Transaltion of colloquial terms in this article:
keke—tricycle/tuktuk
okada—motorbike taxi
cookry—complete meals sold on the street
plasas—stew made from green leaves, national dish
poda-poda—minivans that function as taxi's
kongosabench—a low wooden stool
Freetown, fall 2020
I am in the back of a taxi. Approaching a police checkpoint, my eye catches the phrase #Maskup on a billboard towering above the chaotic street in Freetown, the capital of Sierra Leone.
You mean #chinmask. In my mind I laugh when the checkpoint nears. I laugh on my face as well, but you cannot see it because an Africana cloth facemask hides my expression. The police stare at me for a flash second. Their masks are so low I can see their sweat pearling on their upper lip, the corners of their mouths pulled down in dismay. Missed another opportunity at gaining some pocket money? Tough luck. I have been in Sierra Leone for a week, and know that the fine you pay for not wearing a facemáks can be easily avoided if you quickly put on your facemask when approaching a checkpoint.
Northern Sierra Leone, fall 2020
I am on my way to the provinces, or upline, as the British termed the vast lands surrounding the peninsula. My visit cuts two mangoes in one slice. One, I get to see my 90-year-old grandfather (Pa Ibrahim), my small cousin (baby Ibrahim), and my uncle (younger than me, uncle Ibrahim). Two, I get to check up on the farm my father is running from oversees. Take some pictures, motivate the workers. That last point is essential. My father falls within a risk category, so I have to lie that he is ‘on his way’ to see the work progress. Non-attendance works demotivating. My presence is supposed to fire up the spirit.
Dear reader, I can read your thoughts.
“Wait- is this 2020? Fall 2020?” You may ask.
“Yes it is, why?” I may answer apprehensively, knowing what you’re nudging at.
“But your grandfather is 90-"
"What about social distancing-"
"Is it safe to-"
"But aren’t you afraid that - "
Dear reader, I can read your doubts. In fact, they are all mine. These Corona-doubts that made my movements so restricted. If not by a government imposed ‘intelligent lockdown’, then by a conviction that to stop the pandemic means restricting yourself. Your movements, your wants, your connections. And so I did, literally since the outbreak came to light.

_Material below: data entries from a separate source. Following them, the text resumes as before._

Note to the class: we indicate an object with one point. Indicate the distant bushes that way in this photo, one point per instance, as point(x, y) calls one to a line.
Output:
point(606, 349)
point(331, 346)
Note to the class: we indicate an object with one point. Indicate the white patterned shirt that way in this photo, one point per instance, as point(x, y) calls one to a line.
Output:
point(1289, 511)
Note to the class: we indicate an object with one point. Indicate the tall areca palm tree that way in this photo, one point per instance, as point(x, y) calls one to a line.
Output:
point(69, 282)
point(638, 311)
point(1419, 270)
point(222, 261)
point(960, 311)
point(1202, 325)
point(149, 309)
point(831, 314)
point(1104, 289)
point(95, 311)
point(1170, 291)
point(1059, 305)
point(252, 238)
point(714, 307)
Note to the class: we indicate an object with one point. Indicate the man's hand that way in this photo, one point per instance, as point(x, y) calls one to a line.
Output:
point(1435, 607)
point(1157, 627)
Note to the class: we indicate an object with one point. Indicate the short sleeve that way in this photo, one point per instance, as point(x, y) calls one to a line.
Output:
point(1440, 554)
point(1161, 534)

But not here. Not in Sierra Leone. Where COVID-19 is rumoured not to exist. Where it is a currency. Where it is yet another ploy to receive cash from the big donors. Where the disease does not match the dangers of Malaria, of Dengue, of Yellow Fever (and let’s not get started on Ebola). My words, or that of the public? My doubts, or that of the nation?
Amsterdam, Spring 2020
I was on the phone with a good friend of mine, discussing the eeriness of the pandemic, the oddities of being locked down. The details are fuzzy, but I remember her saying that she noticed two types of responses. The panicky one (bad), and the relaxed one (better). I adapted her judgemental stance as a thesis for some reflection, trying to observe whether there was ‘hyper awareness of risk’, or a ’laissez-faire attitude’. Different phrases, same connotations, it just sounds better. And indeed, I noticed that there were two camps. The one camp that the media loved to condemn. The youngsters partying, the Dutch people with a migration background (not a made-up term) whom seem to spike the stats, the Corona sceptics who see the disease as a means for the government to gain power.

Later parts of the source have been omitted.